Five proven technique to protect the trading fund

 Beginner traders are always excited about making a big profit. They don’t think about the risk factors or the consequence of using the leverage trading account. Many rookies in Hong Kong often fall for scam brokers and lose their savings. It’s true, trading can make your life easier. But statistically speaking, this market has changed only 3% of the retail trader’s life. You might be stunned to know this fact. In most cases, 97% of the retail traders are losing money since they don’t have any control over their investment. They are taking random steps to place the orders and blowing up the account.

So, how can we keep the capital safe? Use the five tips preferred by pro traders and you won’t blow up your trading account.

1.   Trade with idle money

You should not be trading with your savings. Many websites suggest the trader’s trade with savings. But savings are for bad times. You never know the result of the trades. You must have idle money before you even think about investing a couple of bucks with a reputed broker. The reputed brokers are not going to accept a couple of hundreds of dollars. They have high deposit requirements since they know the low capital investors will take a high risk to multiple the profit. As a result of this aggressive approach, they will lose money. You have to trade with money that you can lose without losing any sleep.

2.   Are you ready to lose?

You have to be ready to lose trades. Accepting this reality is very hard in the online Forex trading industry. The rookies get nuts after losing a few hundreds of dollars or a certain portion of the capital. They start following the amateurs in the trading community and try to recover the loss. In the worst-case scenario, they buy the signals from the scam sites and lose money at trading.

Be mentally prepared to accept the losses since it is the core foundation of trading. Without having the ability to accept the losses, you should not be trading with real money.

3.   Setting up the risk to reward ratio

This is the most important part of trading. Your risk to reward ratio defines the risk exposure at trading. If you trade with the regulated broker, you can go through their educational resources and learn more about the advance technique of improving the RR ratio. By maintaining a high RR ratio, you can afford to lose trades without having any stress.

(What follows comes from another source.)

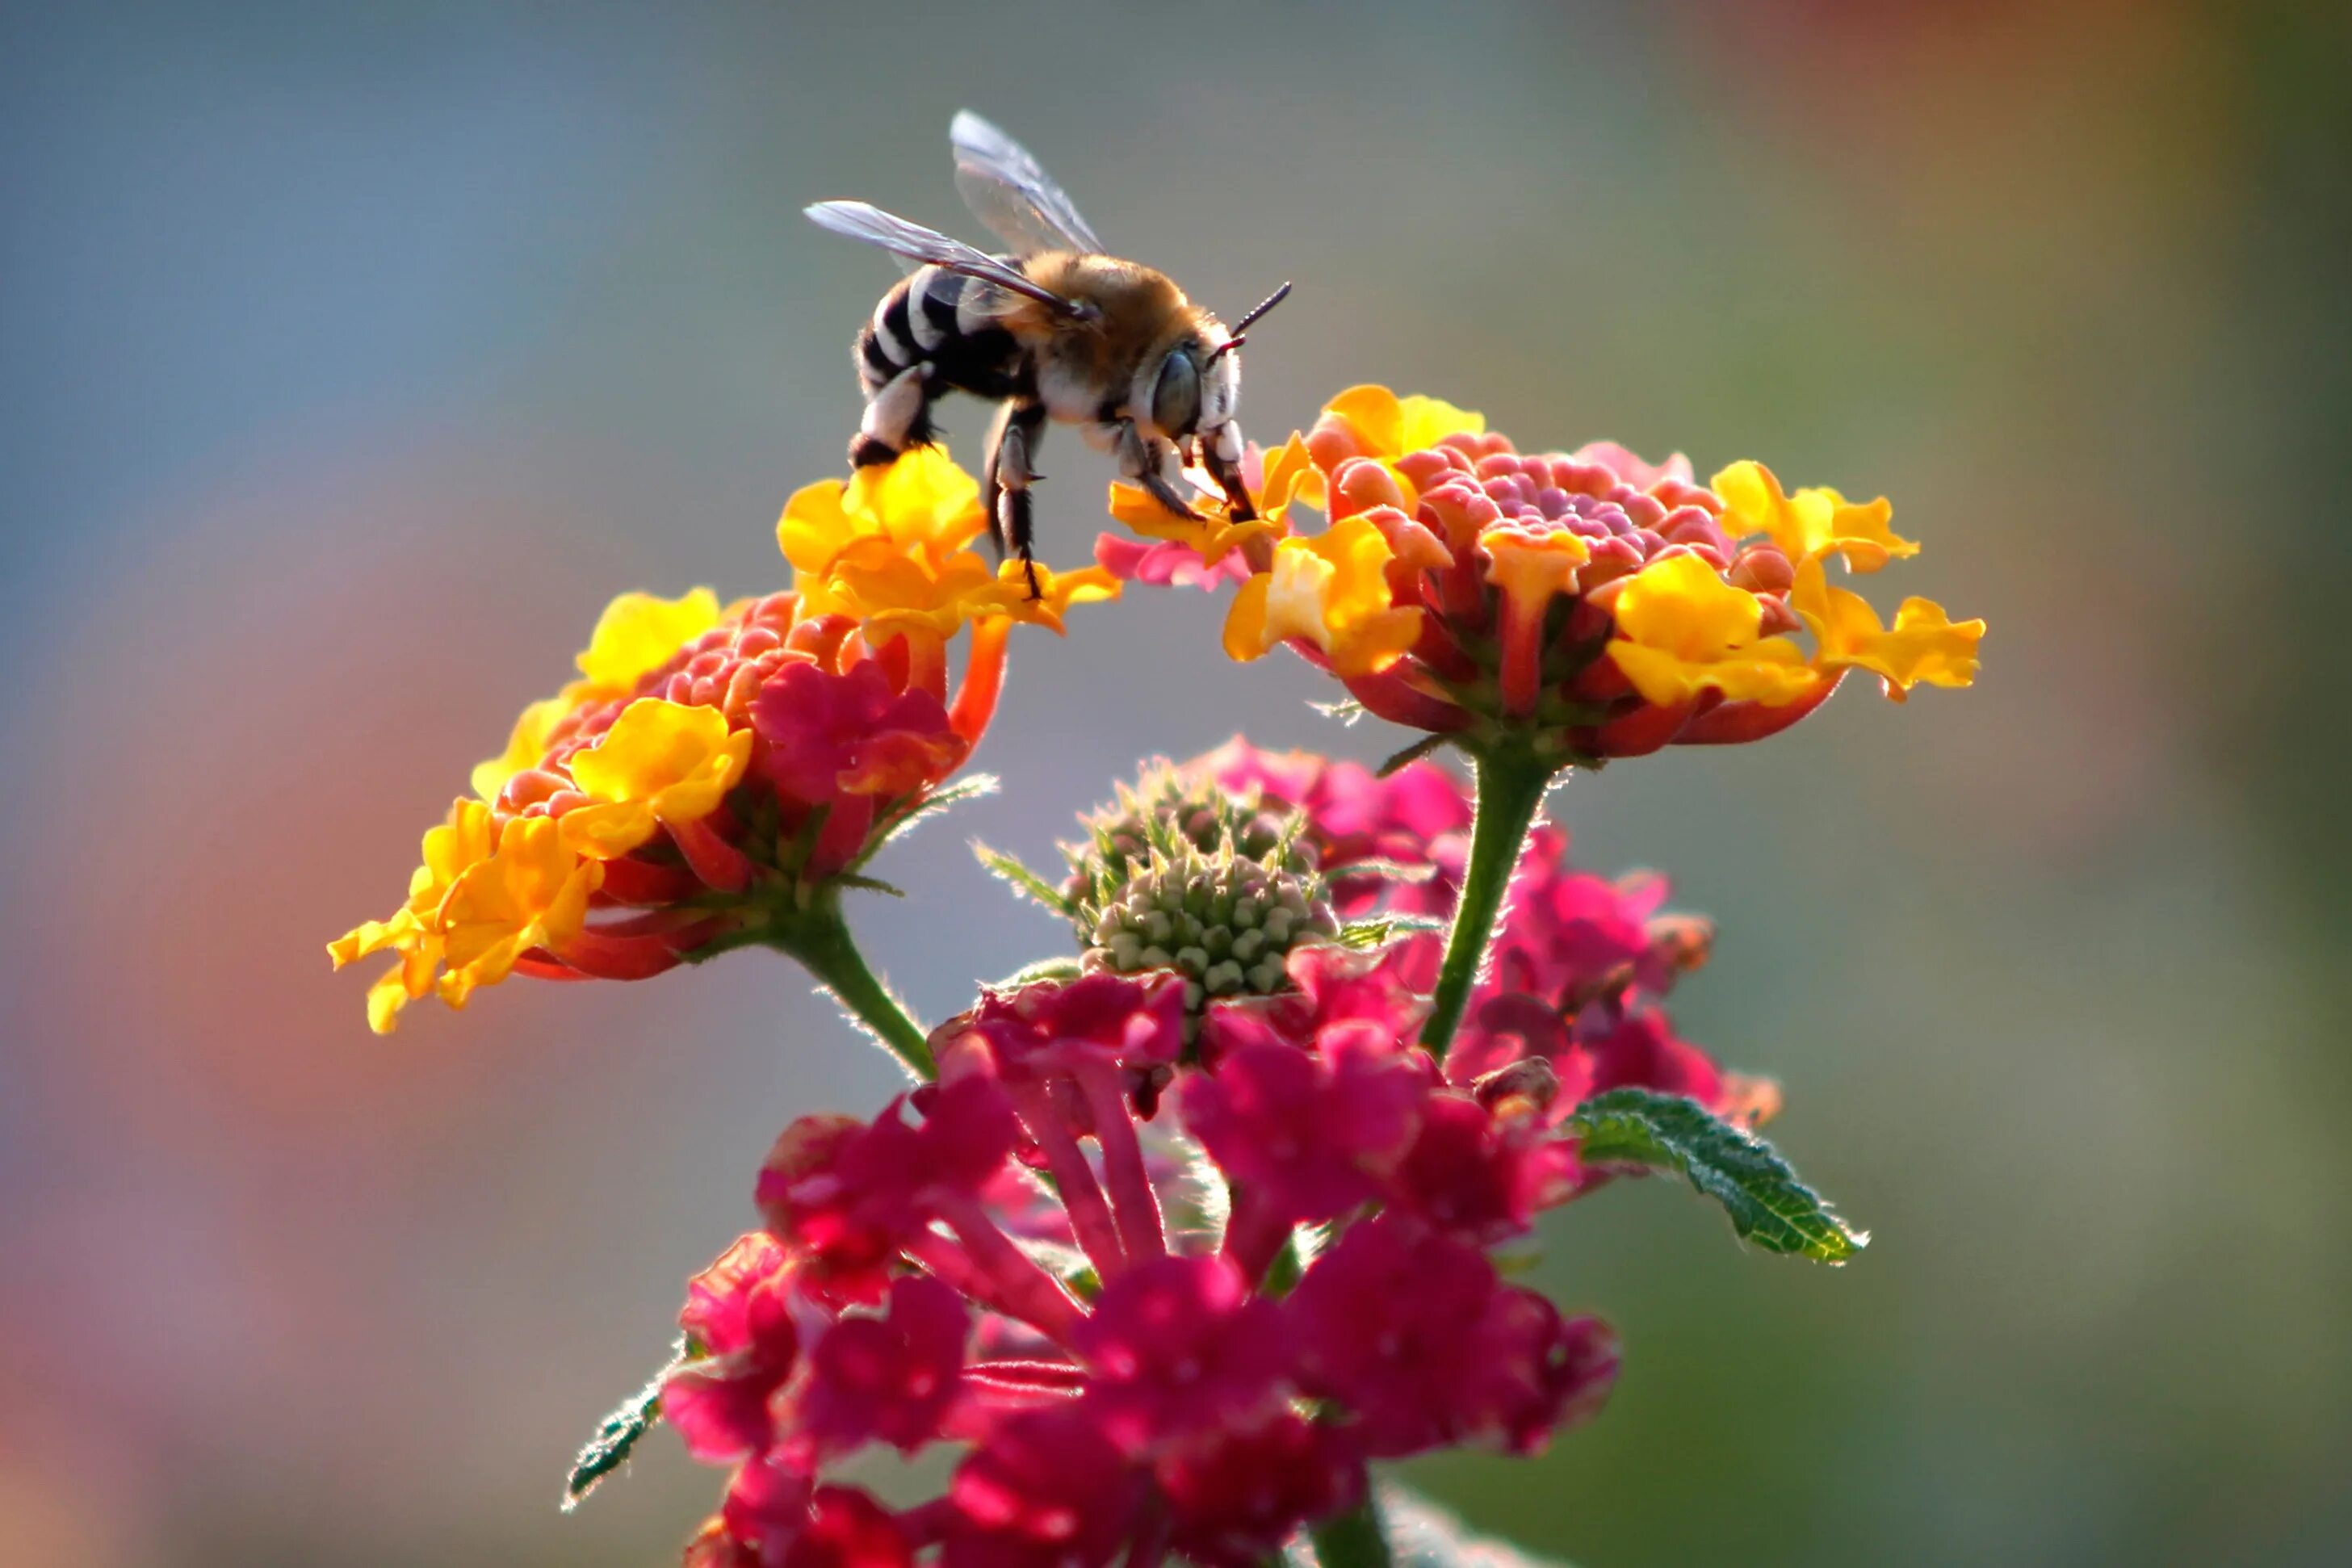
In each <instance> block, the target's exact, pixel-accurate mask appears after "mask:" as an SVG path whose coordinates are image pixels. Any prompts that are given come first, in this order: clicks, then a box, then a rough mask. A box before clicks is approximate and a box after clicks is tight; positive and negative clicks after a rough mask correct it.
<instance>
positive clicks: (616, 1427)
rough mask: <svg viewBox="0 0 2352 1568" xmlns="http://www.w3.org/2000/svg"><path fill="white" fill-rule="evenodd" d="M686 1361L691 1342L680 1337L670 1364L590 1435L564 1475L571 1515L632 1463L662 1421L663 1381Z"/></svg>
mask: <svg viewBox="0 0 2352 1568" xmlns="http://www.w3.org/2000/svg"><path fill="white" fill-rule="evenodd" d="M684 1361H687V1342H684V1338H680V1340H677V1345H673V1347H670V1361H668V1363H666V1366H663V1368H661V1371H659V1373H654V1378H652V1382H647V1385H644V1387H642V1389H637V1392H635V1394H630V1396H628V1399H623V1401H621V1403H619V1406H614V1410H612V1415H607V1418H604V1420H602V1422H600V1425H597V1429H595V1436H590V1439H588V1443H586V1446H583V1448H581V1450H579V1458H576V1460H572V1474H569V1476H564V1512H567V1514H569V1512H572V1509H576V1507H579V1505H581V1497H586V1495H588V1493H593V1490H595V1488H597V1483H600V1481H602V1479H604V1476H609V1474H612V1472H616V1469H621V1465H626V1462H628V1455H630V1450H633V1448H635V1446H637V1439H642V1436H644V1434H647V1432H652V1429H654V1425H659V1422H661V1382H663V1378H668V1375H670V1373H673V1371H677V1368H680V1366H684Z"/></svg>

Curate the trading method in such a unique way so that winners are always bigger than the losers. The minimum RR ratio should be 1:2 no matter how good the trade setup is.

4.   Control the urge

Rookies are always in a hurry. They are trying to catch the missed opportunities and end up by placing trades against the trend. You should have the ability to control the urge at trading. Without having this skill, you are nothing but a gambler. Consider yourself as a hunter. Wait for the right opportunity to strike. You know you have one chance to nail the target. If you miss it, you have nothing to lose. Wait for the next opportunity. Opportunities will always present itself and you have to take advantage of it.

5.   Control your leverage

Taking control of the leverage trading account is a challenging task. In most cases, the rookies don’t have the skills to control the leverage. They take random trades and try to make big gains with high risk. But to solve this crisis in trading, you should have a strategic plan. The strategic plan should also include the risk policy per trade.

You might feel the urge to break the rules but you know you can’t afford to give into your urge. If possible, trade with a low leverage account to keep your capital safe.